Sin embargo, tampoco le conté nada a nadie cuando regresamos. Seguía sintiendo una extraña vergüenza que no acertaba a explicarme: por qué, si yo había sido la víctima, me creía partícipe en la culpa. Al recordarlo, a veces el sonrojo inundaba mi cara, y me sentía rabiosa e impotente cuando, al tratar de evitarlo, comprobaba que aún me sonrojaba más. Era todavía demasiado pequeña para comprender que ya había sufrido un primer asomo de la violencia de los hombres, pero con doce años ya adivinaba que el episodio del túnel no había sido algo que ocurre y luego se olvida.
Hacía mucho tiempo que no venía a mi cabeza ese recuerdo, creía haberlo dejado muy atrás. Cuando tenía diecinueve años y decidí estudiar para policía, a menudo me volvía ese episodio, pero desde entonces no creo haberlo evocado hasta ahora. En realidad, no ha sido el tren, sino Nico y su violencia quien lo ha sacado del olvido. Lo primero que debo hacer mañana es arrojar a la basura la alfombra del salón.
Entro en Madrid a medianoche y llego pronto a casa.
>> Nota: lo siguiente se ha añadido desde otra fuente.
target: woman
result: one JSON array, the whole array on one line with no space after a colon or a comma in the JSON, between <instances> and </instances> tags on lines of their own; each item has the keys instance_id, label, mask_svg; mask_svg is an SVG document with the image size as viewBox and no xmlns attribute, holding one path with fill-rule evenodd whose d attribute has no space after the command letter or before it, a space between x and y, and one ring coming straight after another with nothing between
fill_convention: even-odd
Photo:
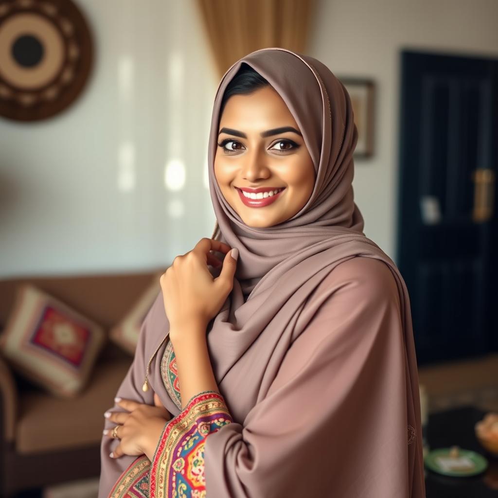
<instances>
[{"instance_id":1,"label":"woman","mask_svg":"<svg viewBox=\"0 0 498 498\"><path fill-rule=\"evenodd\" d=\"M106 421L99 498L425 497L409 300L363 232L357 138L312 57L265 48L225 73L215 233L161 277Z\"/></svg>"}]
</instances>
Desde la calle se ve aún encendida la luz del dormitorio de Lucas. Sin hacer ruido, abro la puerta del piso y avanzo hacia el fondo.
¿Quién de los dos se ha quedado dormido antes? Lucas le ha hecho hueco para que se recostara mientras le leía el cuento de Hänsel y Gretel, esa historia cruel que yo siempre me he negado a contarle, porque nunca me ha gustado, nunca he entendido que los niños volvieran a casa y perdonaran sin un solo reproche el abandono de su padre, como si no hubiera sido brutal y despiadado con ellos. Al recoger el libro, presiono sin querer una pequeña válvula camuflada que emite una suave melodía de música sintetizada.
Mi padre abre los ojos y se yergue despacio.
—Ya has llegado. ¿Cómo ha ido todo? —me pregunta en voz baja.
—Tendré que seguir buscando —le digo mientras le ayudo a levantarse.